Not that I'm worried, as I know baby is thriving!!! And this is my third pregnancy. But this pregnancy has been different (first two children- girls, this baby -boy) but I suffered severely from hypremises in early pregnancy and have only just recovered my weight to my original pre baby weight of 9.5st.
Im worried that when I have baby, I'll drop too much weight and have no reserves for breast feeding! My first I put on 2.5 st and my second put on 3st. I'm growing nicely on the 50th centime so I know baby should be about average size!
As you say, the baby will take what he needs from you. I worked for a bit in a developing country where hyperemesis seemed more prevalent than in the UK and the diets of pregnant women were extremely poor. Certainly, maternal and perinatal mortality rates were shocking. However, amongst mothers and babies who survived, successful breastfeeding rates were higher than anywhere in the UK, even though formula was readily available.
From my own experience, though, of returning to pre-pregnancy weight very soon after giving birth, you might want to keep an eye on your iron levels.
Thanks I was very active before my pregnancy but due to spd (on crutches can't move much) and grade 4 placenta previa ( not allowed to do much) I pretty much sit on my ass!!! I guess I'll put weight on in the next few weeks and count myself lucky that I won't have too much to loose after
Breastmilkdoesafablatte I watched a tv program not so long ago about a midwife going to Africa thinking she would be going back to basics but was the complete opposite! And the state of the women were horrendous and they still managed to carry, birth and feed! I think sometimes were in a bit of a bubble and underestimate our bodies!

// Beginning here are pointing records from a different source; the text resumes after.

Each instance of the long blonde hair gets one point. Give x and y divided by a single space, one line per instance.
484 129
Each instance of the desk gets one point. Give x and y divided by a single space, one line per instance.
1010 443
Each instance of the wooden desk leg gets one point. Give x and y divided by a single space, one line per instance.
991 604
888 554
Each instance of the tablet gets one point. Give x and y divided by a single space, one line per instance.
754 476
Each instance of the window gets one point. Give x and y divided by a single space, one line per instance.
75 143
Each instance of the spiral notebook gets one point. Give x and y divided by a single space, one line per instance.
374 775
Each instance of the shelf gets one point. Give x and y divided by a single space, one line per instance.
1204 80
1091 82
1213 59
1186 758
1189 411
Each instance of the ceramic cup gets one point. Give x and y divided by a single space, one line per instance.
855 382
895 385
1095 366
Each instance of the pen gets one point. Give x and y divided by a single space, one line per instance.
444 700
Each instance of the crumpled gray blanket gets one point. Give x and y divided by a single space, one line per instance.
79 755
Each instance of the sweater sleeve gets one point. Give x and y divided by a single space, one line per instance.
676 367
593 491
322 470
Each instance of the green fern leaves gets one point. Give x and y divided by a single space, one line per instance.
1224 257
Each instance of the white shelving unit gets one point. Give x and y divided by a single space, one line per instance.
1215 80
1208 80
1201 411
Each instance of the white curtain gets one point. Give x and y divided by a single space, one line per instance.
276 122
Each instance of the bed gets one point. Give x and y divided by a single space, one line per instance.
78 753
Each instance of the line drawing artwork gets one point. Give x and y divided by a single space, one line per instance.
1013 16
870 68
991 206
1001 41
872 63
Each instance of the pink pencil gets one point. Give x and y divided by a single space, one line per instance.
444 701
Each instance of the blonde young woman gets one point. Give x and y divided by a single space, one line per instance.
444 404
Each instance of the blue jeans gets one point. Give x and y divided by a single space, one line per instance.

<I watched a tv program not so long ago about a midwife going to Africa thinking she would be going back to basics but was the complete opposite! >
What was it called? I'd be interested to watch it if it's online anywhere. I can imagine it'd ring very true. For all that the community I worked in had horrendous problems with nutrition, sanitation and female education, there was also a very confident, normalised view of childbearing as a meaningful life event. Women went into labour conditioned to believe that it wouldn't hurt and tended to have shorter and more straightforward deliveries as a result. Certainly, when things went wrong (malpresentations, PPHs etc) there were horrific tragedies, but I still believe that there was a lot which took place that was very right, and would have a lot to teach the West.
Sorry not replied, I've been in hospital with my daughter, a tonsillectomy that went wrong! Got the shock of my life when I woke to give her med's and she was lying in a pool of blood!
Anyway, I think we watched the same program! It was a real eye opener! Felt really sorry for every single one of those women being robbed of their experiences and sometimes life! When the midwifes pushed the baby out and the lady hemerages was shocking to think that they didn't learnf rom there mistakes despite being told by the head midwife not to do it! It sounds like you had the opportunity of a lifetime to be able to have that experience and I'm glad it was a nice one for you! That's how it should be! I had a home birth for my second and must say, even though second time is easier, it was amazing, relaxing and one of the best experiences of my life!